The vast Texas landscape reflecting the isolation of the journey

There’s a temptation to call this a "travelogue," but that feels too clinical, too much like a brochure. It’s really a documentary about the geography of companionship. By stripping away the usual structure—the cooking competitions, the restaurant management, the rigid goals—Na PD forces a silence into the frame that these two aren’t used to. When you remove the tasks, all you have left is the road, and the road is terrifyingly long.
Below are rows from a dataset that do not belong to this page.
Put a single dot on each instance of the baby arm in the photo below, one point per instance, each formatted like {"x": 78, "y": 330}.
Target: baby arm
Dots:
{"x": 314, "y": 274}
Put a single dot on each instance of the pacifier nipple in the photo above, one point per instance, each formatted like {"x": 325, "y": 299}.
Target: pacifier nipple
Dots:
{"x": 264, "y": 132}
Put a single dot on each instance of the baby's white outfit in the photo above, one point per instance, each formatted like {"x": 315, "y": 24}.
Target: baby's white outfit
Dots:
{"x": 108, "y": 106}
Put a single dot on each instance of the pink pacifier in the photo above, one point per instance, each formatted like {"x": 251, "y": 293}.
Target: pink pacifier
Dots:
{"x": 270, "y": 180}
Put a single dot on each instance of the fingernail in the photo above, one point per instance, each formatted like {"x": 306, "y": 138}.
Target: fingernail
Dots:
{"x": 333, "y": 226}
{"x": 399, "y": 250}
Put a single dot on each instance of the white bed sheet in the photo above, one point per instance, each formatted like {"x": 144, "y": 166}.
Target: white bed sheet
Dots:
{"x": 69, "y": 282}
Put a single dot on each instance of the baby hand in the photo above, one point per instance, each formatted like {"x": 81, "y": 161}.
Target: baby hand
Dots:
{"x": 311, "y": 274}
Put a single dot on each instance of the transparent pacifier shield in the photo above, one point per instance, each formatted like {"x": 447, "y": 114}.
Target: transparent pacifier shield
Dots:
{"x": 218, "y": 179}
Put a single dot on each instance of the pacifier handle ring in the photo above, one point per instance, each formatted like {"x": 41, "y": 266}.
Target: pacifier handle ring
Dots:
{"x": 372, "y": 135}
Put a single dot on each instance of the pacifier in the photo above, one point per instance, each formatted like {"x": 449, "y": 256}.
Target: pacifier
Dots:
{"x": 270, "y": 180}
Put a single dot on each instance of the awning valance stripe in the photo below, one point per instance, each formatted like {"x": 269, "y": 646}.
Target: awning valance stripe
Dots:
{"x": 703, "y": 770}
Lee Seo-jin’s performance, if you can call it that, is a masterclass in stillness. He doesn’t "act" for the camera; he endures it. Notice the way his posture changes when he’s behind the wheel of a rental SUV in the middle of nowhere. His shoulders aren't slumped in fatigue; they’re braced, as if he’s physically holding back the absurdity of the situation. He’s a man who has spent his life playing characters in control, yet here, he’s entirely at the mercy of Na’s whims. There’s a delicious, quiet tension when he looks at the camera—a look that says, *“Why are we here?”*—that lands harder than any scripted monologue.

Lee Seo-jin looking out at the Texas horizon, his expression unreadable

The pacing is where I’m not entirely sure they always land the plane. There are stretches in the second and third episodes where the lack of "content" feels like a genuine, risky choice—almost avant-garde—but then, just as you’re starting to wonder if the show has run out of gas, they hit a moment of genuine human collision. Take the scene at a roadside diner in episode four. It’s not a big, dramatic reveal. It’s just them ordering breakfast. But watch how the lighting in the room shifts, how the conversation drifts from logistical complaints about the itinerary to something surprisingly fragile about aging. They aren't talking about the show; they’re talking about the time they’ve lost, and the camera just lets them sit in it. It’s the kind of intimacy you usually only get when the batteries are dying and the producer finally stops prodding.

A candid, dimly lit interior shot from a roadside stop in Texas

That’s where Na Yeong-seok’s true genius lies. He knows that if you wait long enough, people eventually forget they’re being watched. He captures the boredom of travel not as a flaw, but as the medium itself. It makes me think of what *Variety* critic Caroline Framke once noted about his style: *“He understands that the most profound moments in reality television happen when the subjects are allowed to be mundane, unpolished, and entirely unremarkable.”*

I walked into this expecting the usual polished variety show tropes, but I was surprised by how much this feels like a road movie from the seventies. It’s lonely, it’s occasionally funny, and it’s deeply concerned with the passage of time. Whether or not it’s "good" television is beside the point. It’s a document of two men realizing that the destination matters a lot less than the person sitting in the passenger seat, complaining about the air conditioning. Sometimes, that’s enough.